The Old Leightonians Cricket Club is a cricket club for former pupils of Leighton Park School, Reading, Berkshire. As of 2020, the club has 197 members, as well as eleven honorary members. The club does not compete in league cricket and thus most of its fixtures are friendly matches against a variety of opponents – from teams in the Reading area (including Leighton Park School's 1st XI) through to sides in the club's current touring destinations: the East Midlands, Devon, Kent and Nantes, France. Home games are played at Leighton Park School.

==Club history==

===Pre-1977===
Old Leightonians cricket dates back to 1899, when a team of former pupils from Leighton Park School took on the school's 1st XI for the first time. Since then the fixture has been contested annually, with a few exceptions, and for many years it represented the only chance for former pupils to play under the Old Leightonians banner – although a number of other matches, including some in the Netherlands, were played by Old Leightonians sides in the 1920s and 1930s. It was not until 1976, at a game between the OLs and NatWest Bank, that the idea of staging regular Old Leightonians fixtures against other teams each season (in addition to the annual fixture against the school) was first put forward, and this led to the formation of the club in 1977.

===The inaugural season===
The Old Leightonians Cricket Club was founded by Graham Carter and Martin Wigram on Sunday 27 February 1977 at the Jolly Farmer pub in Puttenham, Surrey, with Carter taking the jobs of Club Secretary and Statistician while Wigram assumed the role of Fixture Secretary. A list of eight fixtures was drawn up for the 1977 season, beginning with the annual fixture against the Leighton Park School 1st XI. Held on 21 May, a side made up of Leighton Park alumni from the 1950s, 1960s and 1970s was assembled to take part in the club's inaugural match. Dominic Beer faced the first ball and Andrew Moss top-scored with 51 not out as the OLCC declared on 177–8. In reply, the school 1st XI were well set on 106–1 before the OL captain, Derek Brewer, swung the match decisively in the old boys' favour with a devastating spell of 14–8–18–7, which remained the best figures for over 30 years. Brewer finished the match with a hat-trick as the school 1st XI were bowled out for 128, giving the OLCC a 49-run victory. Later that season the club embarked on its first tour, playing three games in Suffolk at the start of July.

===The early years===
Throughout the late 1970s and early 1980s, the club steadily grew in membership and expanded its fixture list. In 1978 the club entered the Brewers Company Cup, a limited-overs cup competition for former pupils of smaller independent schools, a move that added some more competitive cricket to the club's calendar. This usually came in the form of just one match each season since the OLCC did not enjoy any great success in the cup, a fact underlined in 1981 when the club suffered its heaviest ever defeat, losing to Denstone Wanderers by 253 runs. Though the annual tour to Suffolk only lasted until 1979, a replacement touring venue was found in the West Country in 1982, beginning a run of annual tours to the area that would not end until 2007.

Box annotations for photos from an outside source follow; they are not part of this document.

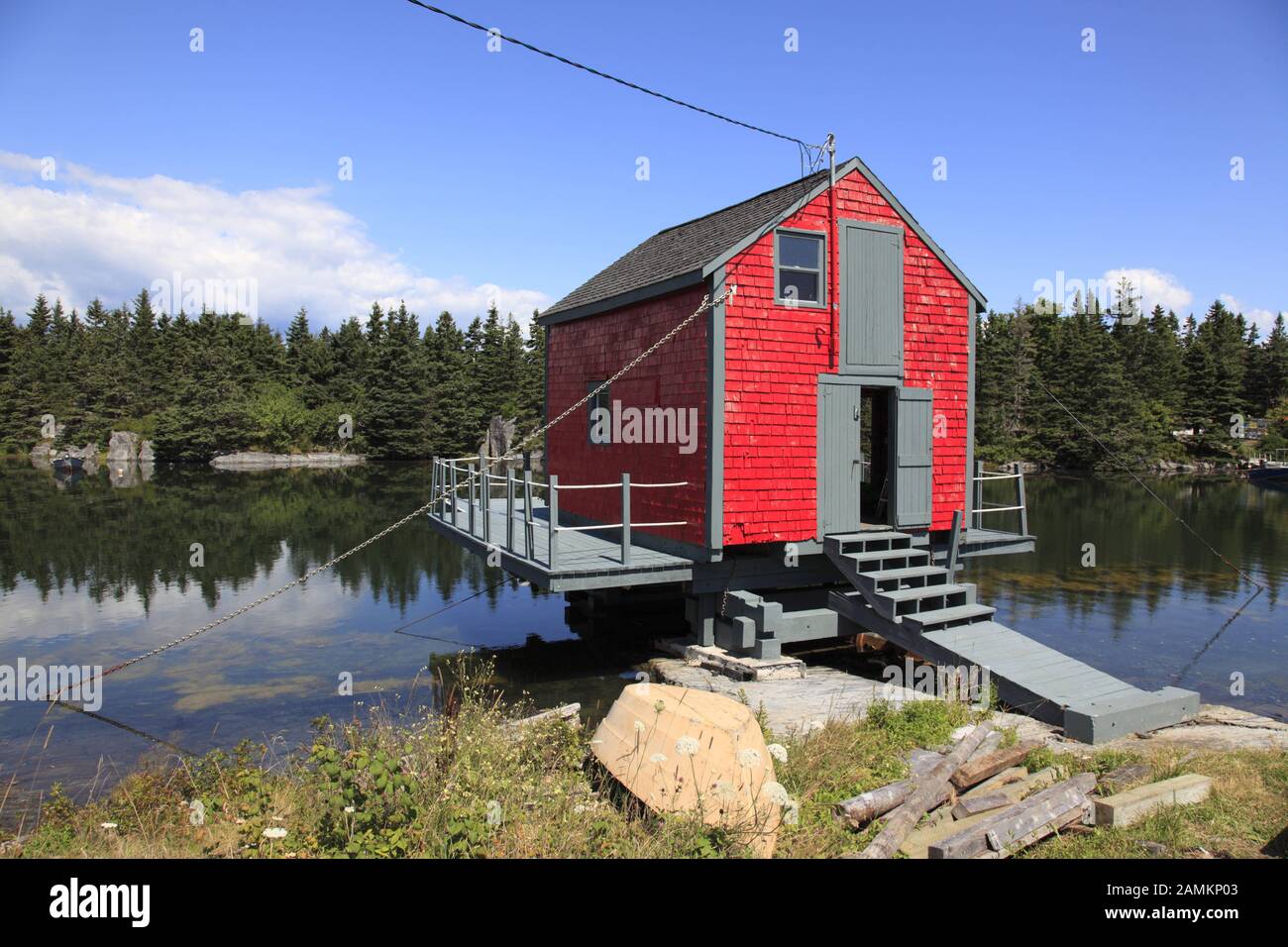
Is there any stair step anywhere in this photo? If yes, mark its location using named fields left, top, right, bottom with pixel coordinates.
left=844, top=549, right=930, bottom=562
left=877, top=582, right=975, bottom=601
left=903, top=605, right=997, bottom=631
left=859, top=566, right=948, bottom=582
left=825, top=530, right=914, bottom=556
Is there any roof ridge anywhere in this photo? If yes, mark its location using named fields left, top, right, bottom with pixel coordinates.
left=653, top=168, right=827, bottom=237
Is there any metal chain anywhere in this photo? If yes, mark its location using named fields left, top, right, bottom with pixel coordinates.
left=49, top=284, right=738, bottom=701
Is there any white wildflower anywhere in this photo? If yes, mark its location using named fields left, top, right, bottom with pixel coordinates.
left=763, top=781, right=793, bottom=805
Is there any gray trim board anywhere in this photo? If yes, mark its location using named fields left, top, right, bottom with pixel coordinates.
left=707, top=266, right=725, bottom=554
left=963, top=297, right=979, bottom=524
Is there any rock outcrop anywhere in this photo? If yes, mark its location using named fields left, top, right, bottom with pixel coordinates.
left=107, top=430, right=142, bottom=462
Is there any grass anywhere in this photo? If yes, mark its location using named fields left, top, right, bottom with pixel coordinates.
left=5, top=672, right=1288, bottom=858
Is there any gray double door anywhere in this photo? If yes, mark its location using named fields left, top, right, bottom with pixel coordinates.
left=818, top=220, right=934, bottom=536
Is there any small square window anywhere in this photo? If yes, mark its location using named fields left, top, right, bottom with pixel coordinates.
left=774, top=231, right=825, bottom=305
left=587, top=381, right=613, bottom=445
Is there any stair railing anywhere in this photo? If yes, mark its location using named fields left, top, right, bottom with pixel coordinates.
left=970, top=462, right=1029, bottom=536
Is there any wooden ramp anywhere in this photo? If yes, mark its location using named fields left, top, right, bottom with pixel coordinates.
left=825, top=532, right=1199, bottom=743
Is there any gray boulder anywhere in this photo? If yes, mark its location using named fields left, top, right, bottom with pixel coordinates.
left=107, top=430, right=141, bottom=462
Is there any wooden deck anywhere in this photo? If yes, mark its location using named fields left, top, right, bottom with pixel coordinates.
left=429, top=498, right=693, bottom=591
left=827, top=532, right=1199, bottom=743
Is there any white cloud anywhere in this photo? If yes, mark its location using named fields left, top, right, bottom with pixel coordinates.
left=1219, top=300, right=1276, bottom=339
left=0, top=152, right=550, bottom=327
left=1102, top=269, right=1194, bottom=320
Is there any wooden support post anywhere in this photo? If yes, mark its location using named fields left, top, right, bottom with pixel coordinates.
left=523, top=467, right=537, bottom=559
left=546, top=474, right=559, bottom=573
left=1015, top=462, right=1029, bottom=536
left=622, top=473, right=631, bottom=566
left=970, top=460, right=984, bottom=528
left=948, top=510, right=962, bottom=582
left=505, top=467, right=514, bottom=553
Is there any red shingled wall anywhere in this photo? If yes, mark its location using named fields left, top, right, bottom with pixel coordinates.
left=724, top=165, right=970, bottom=545
left=548, top=287, right=708, bottom=546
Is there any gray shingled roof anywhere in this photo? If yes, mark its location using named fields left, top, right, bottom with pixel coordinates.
left=541, top=170, right=827, bottom=316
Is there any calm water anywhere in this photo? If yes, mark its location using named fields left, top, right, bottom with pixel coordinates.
left=0, top=463, right=1288, bottom=822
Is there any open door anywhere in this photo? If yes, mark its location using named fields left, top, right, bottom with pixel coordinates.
left=894, top=388, right=934, bottom=528
left=818, top=381, right=863, bottom=536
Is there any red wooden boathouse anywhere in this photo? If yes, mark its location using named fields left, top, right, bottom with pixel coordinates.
left=430, top=158, right=1198, bottom=741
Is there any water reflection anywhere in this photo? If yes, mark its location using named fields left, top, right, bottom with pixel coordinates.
left=0, top=464, right=1288, bottom=822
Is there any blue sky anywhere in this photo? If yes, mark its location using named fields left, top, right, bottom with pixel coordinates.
left=0, top=0, right=1288, bottom=325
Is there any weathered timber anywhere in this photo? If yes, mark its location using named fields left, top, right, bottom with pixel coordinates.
left=1096, top=773, right=1212, bottom=826
left=953, top=792, right=1015, bottom=819
left=927, top=773, right=1096, bottom=858
left=899, top=806, right=993, bottom=858
left=836, top=750, right=943, bottom=828
left=859, top=723, right=993, bottom=858
left=953, top=740, right=1042, bottom=789
left=975, top=798, right=1095, bottom=858
left=1098, top=763, right=1154, bottom=792
left=961, top=767, right=1029, bottom=798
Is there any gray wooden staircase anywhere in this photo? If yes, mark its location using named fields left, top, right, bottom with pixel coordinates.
left=824, top=531, right=1199, bottom=743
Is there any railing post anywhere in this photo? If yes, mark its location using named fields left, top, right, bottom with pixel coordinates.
left=948, top=510, right=962, bottom=585
left=447, top=460, right=456, bottom=526
left=622, top=473, right=631, bottom=566
left=546, top=474, right=559, bottom=573
left=523, top=471, right=537, bottom=559
left=480, top=451, right=492, bottom=543
left=505, top=467, right=514, bottom=553
left=1015, top=462, right=1029, bottom=536
left=970, top=460, right=984, bottom=528
left=465, top=460, right=480, bottom=536
left=429, top=455, right=438, bottom=517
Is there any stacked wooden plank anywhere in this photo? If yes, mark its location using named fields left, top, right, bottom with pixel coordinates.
left=836, top=724, right=1212, bottom=858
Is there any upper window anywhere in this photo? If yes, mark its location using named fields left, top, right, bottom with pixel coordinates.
left=774, top=231, right=827, bottom=305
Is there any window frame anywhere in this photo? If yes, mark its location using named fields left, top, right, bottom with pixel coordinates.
left=774, top=227, right=828, bottom=309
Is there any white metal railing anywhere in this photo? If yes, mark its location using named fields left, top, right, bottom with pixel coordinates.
left=430, top=454, right=690, bottom=571
left=970, top=462, right=1029, bottom=536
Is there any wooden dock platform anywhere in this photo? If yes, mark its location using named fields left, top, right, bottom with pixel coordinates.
left=827, top=531, right=1199, bottom=743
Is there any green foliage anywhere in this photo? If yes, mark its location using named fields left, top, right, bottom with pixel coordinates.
left=0, top=290, right=545, bottom=462
left=975, top=283, right=1288, bottom=472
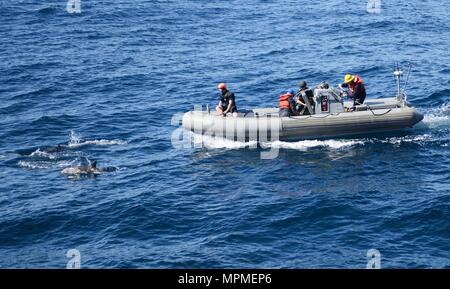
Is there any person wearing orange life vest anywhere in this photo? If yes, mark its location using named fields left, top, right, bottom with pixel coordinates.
left=279, top=91, right=296, bottom=117
left=216, top=82, right=237, bottom=116
left=339, top=74, right=366, bottom=106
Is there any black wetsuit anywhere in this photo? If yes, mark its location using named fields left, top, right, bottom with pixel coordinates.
left=220, top=90, right=237, bottom=113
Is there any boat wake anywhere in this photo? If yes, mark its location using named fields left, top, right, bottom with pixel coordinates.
left=423, top=102, right=450, bottom=128
left=67, top=131, right=128, bottom=148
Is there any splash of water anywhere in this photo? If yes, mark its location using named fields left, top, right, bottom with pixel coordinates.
left=67, top=131, right=128, bottom=148
left=262, top=139, right=364, bottom=151
left=30, top=148, right=56, bottom=160
left=423, top=102, right=450, bottom=127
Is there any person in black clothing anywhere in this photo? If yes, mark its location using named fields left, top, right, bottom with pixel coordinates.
left=339, top=74, right=366, bottom=107
left=216, top=82, right=237, bottom=116
left=295, top=80, right=314, bottom=115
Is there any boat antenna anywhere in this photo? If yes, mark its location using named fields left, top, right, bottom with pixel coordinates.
left=402, top=63, right=412, bottom=100
left=394, top=63, right=404, bottom=102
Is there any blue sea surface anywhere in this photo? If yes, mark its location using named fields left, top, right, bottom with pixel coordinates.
left=0, top=0, right=450, bottom=268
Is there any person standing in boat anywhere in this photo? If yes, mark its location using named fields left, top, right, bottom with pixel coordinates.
left=216, top=82, right=237, bottom=116
left=294, top=80, right=314, bottom=115
left=339, top=74, right=366, bottom=106
left=279, top=90, right=297, bottom=117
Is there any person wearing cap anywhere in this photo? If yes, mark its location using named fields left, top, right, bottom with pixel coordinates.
left=339, top=74, right=366, bottom=106
left=216, top=82, right=237, bottom=116
left=294, top=80, right=314, bottom=115
left=279, top=90, right=297, bottom=117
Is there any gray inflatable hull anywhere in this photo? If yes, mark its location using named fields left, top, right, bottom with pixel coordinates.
left=183, top=98, right=423, bottom=141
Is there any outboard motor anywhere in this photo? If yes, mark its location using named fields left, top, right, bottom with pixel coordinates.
left=314, top=82, right=344, bottom=114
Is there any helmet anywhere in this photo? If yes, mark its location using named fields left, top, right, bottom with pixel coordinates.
left=344, top=74, right=355, bottom=84
left=217, top=82, right=227, bottom=90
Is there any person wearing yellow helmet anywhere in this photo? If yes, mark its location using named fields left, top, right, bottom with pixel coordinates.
left=339, top=74, right=366, bottom=106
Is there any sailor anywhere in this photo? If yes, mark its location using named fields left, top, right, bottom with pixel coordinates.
left=216, top=82, right=237, bottom=116
left=294, top=80, right=314, bottom=115
left=279, top=90, right=297, bottom=117
left=339, top=74, right=366, bottom=106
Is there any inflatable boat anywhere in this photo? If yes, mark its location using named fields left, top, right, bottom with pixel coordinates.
left=183, top=67, right=423, bottom=142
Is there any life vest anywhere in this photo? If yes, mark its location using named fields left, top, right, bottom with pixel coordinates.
left=280, top=93, right=292, bottom=109
left=348, top=76, right=366, bottom=94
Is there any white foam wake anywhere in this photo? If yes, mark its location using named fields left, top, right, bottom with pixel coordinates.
left=67, top=131, right=128, bottom=148
left=30, top=148, right=56, bottom=160
left=191, top=133, right=257, bottom=149
left=423, top=102, right=450, bottom=126
left=261, top=139, right=364, bottom=151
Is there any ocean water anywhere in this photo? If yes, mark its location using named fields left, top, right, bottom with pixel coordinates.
left=0, top=0, right=450, bottom=268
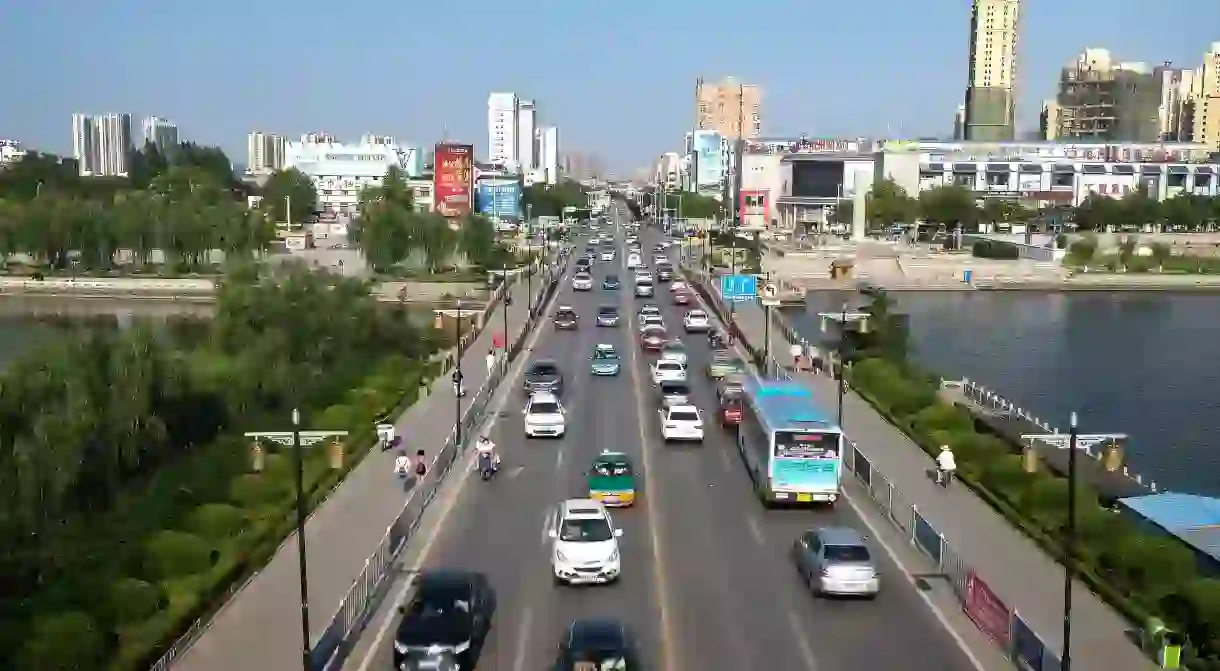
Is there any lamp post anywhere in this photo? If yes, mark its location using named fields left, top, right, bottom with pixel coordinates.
left=245, top=407, right=348, bottom=671
left=1059, top=412, right=1078, bottom=671
left=834, top=303, right=847, bottom=428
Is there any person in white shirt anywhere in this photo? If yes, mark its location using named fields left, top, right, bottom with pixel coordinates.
left=475, top=434, right=500, bottom=468
left=936, top=445, right=958, bottom=482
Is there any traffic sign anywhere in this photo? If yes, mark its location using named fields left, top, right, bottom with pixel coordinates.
left=720, top=275, right=759, bottom=301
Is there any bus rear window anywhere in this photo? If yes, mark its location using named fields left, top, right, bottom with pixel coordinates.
left=775, top=431, right=839, bottom=459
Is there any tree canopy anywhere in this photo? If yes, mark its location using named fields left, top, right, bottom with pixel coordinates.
left=521, top=179, right=589, bottom=217
left=348, top=167, right=501, bottom=273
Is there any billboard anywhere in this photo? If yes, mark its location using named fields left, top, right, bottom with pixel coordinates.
left=433, top=144, right=475, bottom=217
left=692, top=131, right=725, bottom=190
left=478, top=179, right=521, bottom=220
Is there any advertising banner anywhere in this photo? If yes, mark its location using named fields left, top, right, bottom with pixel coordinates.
left=961, top=571, right=1013, bottom=650
left=478, top=179, right=521, bottom=220
left=433, top=144, right=475, bottom=217
left=693, top=131, right=725, bottom=190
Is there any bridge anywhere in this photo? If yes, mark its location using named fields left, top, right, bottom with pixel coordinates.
left=147, top=206, right=1136, bottom=671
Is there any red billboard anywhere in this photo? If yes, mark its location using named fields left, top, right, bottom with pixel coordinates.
left=432, top=143, right=475, bottom=217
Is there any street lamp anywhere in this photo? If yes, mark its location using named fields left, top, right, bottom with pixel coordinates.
left=1059, top=412, right=1077, bottom=671
left=245, top=407, right=348, bottom=671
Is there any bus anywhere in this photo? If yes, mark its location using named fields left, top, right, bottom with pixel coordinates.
left=737, top=377, right=843, bottom=506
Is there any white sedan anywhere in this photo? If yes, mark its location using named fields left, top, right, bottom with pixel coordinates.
left=682, top=310, right=711, bottom=333
left=660, top=405, right=703, bottom=443
left=653, top=359, right=686, bottom=384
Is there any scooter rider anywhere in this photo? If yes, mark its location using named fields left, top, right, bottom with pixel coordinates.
left=475, top=433, right=500, bottom=471
left=936, top=445, right=958, bottom=484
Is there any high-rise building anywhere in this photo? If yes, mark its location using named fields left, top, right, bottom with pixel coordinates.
left=143, top=116, right=178, bottom=151
left=694, top=77, right=763, bottom=140
left=538, top=126, right=560, bottom=184
left=1055, top=49, right=1163, bottom=143
left=1190, top=41, right=1220, bottom=151
left=245, top=133, right=285, bottom=174
left=963, top=0, right=1021, bottom=142
left=487, top=93, right=521, bottom=163
left=514, top=100, right=538, bottom=172
left=72, top=113, right=134, bottom=176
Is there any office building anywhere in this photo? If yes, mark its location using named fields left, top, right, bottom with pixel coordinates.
left=72, top=113, right=134, bottom=177
left=245, top=133, right=284, bottom=174
left=963, top=0, right=1021, bottom=142
left=1053, top=49, right=1164, bottom=143
left=487, top=93, right=520, bottom=165
left=283, top=139, right=420, bottom=215
left=514, top=100, right=538, bottom=172
left=694, top=77, right=763, bottom=140
left=143, top=116, right=178, bottom=153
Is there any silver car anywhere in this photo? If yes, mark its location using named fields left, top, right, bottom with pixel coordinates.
left=792, top=527, right=881, bottom=599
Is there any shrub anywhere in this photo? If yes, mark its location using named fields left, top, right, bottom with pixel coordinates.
left=21, top=611, right=107, bottom=671
left=110, top=578, right=165, bottom=625
left=188, top=504, right=245, bottom=542
left=144, top=529, right=214, bottom=580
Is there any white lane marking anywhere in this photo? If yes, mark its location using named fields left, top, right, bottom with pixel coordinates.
left=745, top=514, right=766, bottom=545
left=356, top=262, right=567, bottom=671
left=693, top=257, right=986, bottom=671
left=512, top=606, right=533, bottom=671
left=784, top=608, right=817, bottom=671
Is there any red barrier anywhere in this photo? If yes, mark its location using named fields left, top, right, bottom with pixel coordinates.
left=961, top=571, right=1013, bottom=650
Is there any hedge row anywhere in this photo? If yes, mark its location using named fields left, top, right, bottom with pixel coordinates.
left=850, top=359, right=1220, bottom=671
left=21, top=356, right=443, bottom=671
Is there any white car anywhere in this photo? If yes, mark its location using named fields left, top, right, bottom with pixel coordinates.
left=653, top=359, right=686, bottom=384
left=547, top=499, right=622, bottom=584
left=521, top=392, right=567, bottom=438
left=682, top=310, right=711, bottom=333
left=659, top=405, right=703, bottom=443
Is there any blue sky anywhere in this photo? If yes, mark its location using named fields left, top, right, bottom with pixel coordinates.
left=0, top=0, right=1220, bottom=171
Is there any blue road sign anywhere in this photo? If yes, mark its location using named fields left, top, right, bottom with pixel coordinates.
left=720, top=275, right=759, bottom=301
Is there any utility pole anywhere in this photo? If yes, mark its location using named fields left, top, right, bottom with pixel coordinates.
left=245, top=407, right=348, bottom=671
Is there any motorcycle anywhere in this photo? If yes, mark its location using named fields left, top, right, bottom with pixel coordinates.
left=478, top=451, right=499, bottom=482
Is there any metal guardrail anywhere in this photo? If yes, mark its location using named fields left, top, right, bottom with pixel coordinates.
left=692, top=265, right=1059, bottom=671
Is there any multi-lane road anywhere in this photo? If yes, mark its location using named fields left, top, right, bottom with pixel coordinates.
left=348, top=206, right=974, bottom=671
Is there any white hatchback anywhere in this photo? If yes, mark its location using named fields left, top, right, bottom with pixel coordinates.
left=659, top=405, right=703, bottom=443
left=653, top=359, right=686, bottom=384
left=521, top=392, right=567, bottom=438
left=547, top=499, right=622, bottom=584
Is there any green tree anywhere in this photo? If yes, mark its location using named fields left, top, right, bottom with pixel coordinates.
left=262, top=168, right=319, bottom=222
left=919, top=184, right=978, bottom=229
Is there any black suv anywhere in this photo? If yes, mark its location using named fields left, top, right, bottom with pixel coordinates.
left=554, top=307, right=581, bottom=329
left=554, top=619, right=641, bottom=671
left=393, top=570, right=495, bottom=669
left=525, top=359, right=564, bottom=395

By 1986, the club's membership had risen to 75 and to mark the successful completion of ten seasons, a special dinner was held at which the guest speaker was the Test Match Special scorer Bill Frindall. Meanwhile, the club's status as a hotbed of cricketing joviality was beginning to be defined. The club's first tour to the West Country had seen the inauguration of the 'Tour Joker' – an award given to the member of the touring party who was deemed by the tour managers to have caused the most amusement to his fellow tourists – and by 1986 this prize had become a much cherished and sought after club institution.

===The members turn to Beer===
After ten years as club secretary, Graham Carter made way for Dominic Beer as the OLCC entered a new era that began with an exciting new venture: the club's first overseas tour, which came in the form of a weekend in Paris at the start of the 1987 season. Alongside the annual West Country tour, Beer's tenure as secretary would see the club return to Suffolk and add the East Midlands to its list of touring destinations. On the field, the early and mid-1980s had provided the OLCC with a new generation of club stalwarts who ensured the club continued to thrive. Success in the Brewers Cup remained elusive, however, as the club failed to advance beyond the first round for six years in a row.

Having stepped aside as club secretary, Carter became the club's president in 1988 and continued to oversee its progress. To mark his 50th birthday, a special game was held at Leighton Park in 1996 that was to see records tumble. In a day's play that began at 11:00 am and finished just a few minutes before 9:00 pm (partly due to a two-and-a-half-hour lunch break), 635 runs were scored, 167 of which were contributed by Andrew Moss in a club record innings that allowed the OLCC to record a thrilling four-wicket victory against the President's invitation XI.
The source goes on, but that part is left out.